We also compared the accuracy of our alignment method between our consensus approach and the use of a template. Again, we started with two sets of profiles, with each set consisting of 32 profiles and 50 peaks, with 13 peaks unique to the set. Variation in chemical shift position (± 0.02 ppm) was introduced for 50% of the peaks. Peak height and width noise (25% of peaks affected with ± 10% variation) was also independently introduced. As before, 50% of the profiles in each group had 1 to 4 noise peaks inserted at random chemical shift positions.

Figure 3
figure 3

Accuracy of Alignment with Simulated Peak Profiles. The x-axis indicates ± range of chemical shift variation and the y-axis indicates proportion of peaks per profile that experienced chemical shift variation. The graph depicts accuracy as indicated by the colorbar on the right, where PCANS achieved accuracies between 98.4% and 88.5%. Besides chemical shift position, both relative intensity and width were randomly perturbed by ± 10% of the origin for 25% of the peaks within each profile and 50% of the profiles had 1-4 noise peaks randomly added.

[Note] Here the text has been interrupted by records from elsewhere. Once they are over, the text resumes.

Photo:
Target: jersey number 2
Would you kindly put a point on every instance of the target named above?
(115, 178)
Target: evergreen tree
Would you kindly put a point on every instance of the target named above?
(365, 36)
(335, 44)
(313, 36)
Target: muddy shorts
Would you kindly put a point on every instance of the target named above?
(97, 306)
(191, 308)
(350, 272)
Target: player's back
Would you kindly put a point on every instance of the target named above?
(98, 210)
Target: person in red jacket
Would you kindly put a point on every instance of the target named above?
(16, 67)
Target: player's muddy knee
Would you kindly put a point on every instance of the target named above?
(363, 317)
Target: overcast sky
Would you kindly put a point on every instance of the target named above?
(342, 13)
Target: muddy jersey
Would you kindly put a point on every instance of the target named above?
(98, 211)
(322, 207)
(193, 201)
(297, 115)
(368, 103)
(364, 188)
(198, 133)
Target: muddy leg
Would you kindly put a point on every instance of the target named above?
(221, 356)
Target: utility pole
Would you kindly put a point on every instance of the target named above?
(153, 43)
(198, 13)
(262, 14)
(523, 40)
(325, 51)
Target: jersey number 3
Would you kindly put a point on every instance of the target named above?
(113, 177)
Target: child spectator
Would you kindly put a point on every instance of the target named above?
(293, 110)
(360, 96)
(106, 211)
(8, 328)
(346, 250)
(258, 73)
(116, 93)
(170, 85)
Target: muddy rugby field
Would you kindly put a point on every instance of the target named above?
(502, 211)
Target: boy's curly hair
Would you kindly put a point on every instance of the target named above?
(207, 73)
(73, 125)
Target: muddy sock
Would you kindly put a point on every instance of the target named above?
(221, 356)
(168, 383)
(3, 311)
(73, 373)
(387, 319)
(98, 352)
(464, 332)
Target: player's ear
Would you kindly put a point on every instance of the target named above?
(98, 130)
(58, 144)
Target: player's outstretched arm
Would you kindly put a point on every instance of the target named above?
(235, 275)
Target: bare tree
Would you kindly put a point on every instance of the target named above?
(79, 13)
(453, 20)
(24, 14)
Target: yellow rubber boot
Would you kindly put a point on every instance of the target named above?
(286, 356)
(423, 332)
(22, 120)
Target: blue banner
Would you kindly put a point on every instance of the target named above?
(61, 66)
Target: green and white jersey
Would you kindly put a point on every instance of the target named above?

We iteratively chose one of the sixty-four peak profiles as the template to which all the other profiles were aligned. Thus this approach differs from the PCANS alignment method only in the fact that it uses a representative profile as a template for use in aligning the other peak profiles; all other steps are identical including the dynamic programming alignment of peaks. Over all 64 possible templates, the average accuracy using this approach was 84.4% with 99% confidence intervals of 84.02% and 84.68%. The best single template had an accuracy of 87.5%. In contrast, PCANS had a 93.9% accuracy (PCANS generates only one answer so there are no error bars in this case).

A representative region of an alignment is shown in Figure 4 where the template generating the highest accuracy (87.5%) was used to generate the shown template-based alignment. Differences between the template, unaligned and PCANS alignments can be readily observed. For example, three regions are highlighted that have peaks unique to Group 1. In Region 1 of the unaligned spectra (center row), it is possible to pick out by eye the existence of two likely peaks in Group 1 with no nearby corresponding peaks in Group 2. In addition, a peak unique to Group 2 is also visible in this region. In the template alignment (top row) the two peaks of Group 1 could not be aligned, as the best overall template did not contain associated peaks in these locations. In addition, the template did have a peak in Group 2, but at the wrong location, forcing alignment of the unique Group 2 peak to a shifted location. In contrast, PCANS correctly aligned the Group 2 peak (bottom row). Furthermore, the two peaks unique to Group 1 were also successfully aligned. Note that the rightmost peak of the pair appears to be shifted to the right. This is due to the variation present within the unaligned set of peaks. Aligning noisy spectra containing peaks with varying chemical shift position with PCANS results in the alignment of peaks at their median chemical shift position. This provides a robust estimate of peak position despite potentially significant amounts of spectral noise.

Figure 4
figure 4

A Sample Region of Simulated Peak Profiles Before and After Alignment. Alignment is shown with either PCANS-aligned or template-aligned peak profiles. Short, individually colored bars indicate a profile's peaks. Peak profiles were simulated from two groups having group-specific peaks, with 32 profiles in each group. The colorbar on the right indicates relative height (intensity) of the simulated peak profiles. The horizontal orange rectangle in panel A indicates the best overall individual peak profile that was used as the template for this alignment. Regions indicated by vertical cyan rectangles depict cases where Group 1 has unique peaks that differentiate it from Group 2.

In Region 2 of the template alignment, we see a well-aligned peak for Group 1. However, as we are using simulated data, we know that the position of this alignment is centered at a nearby noise peak within the template profile and inspection of the unaligned profiles also shows no obvious peak. The correct result is shown in Region 2 of the PCANS alignment. This incorrect alignment occurs because the "best" template happens to contain a nearby noise peak that is used as the basis for alignment of all other profiles.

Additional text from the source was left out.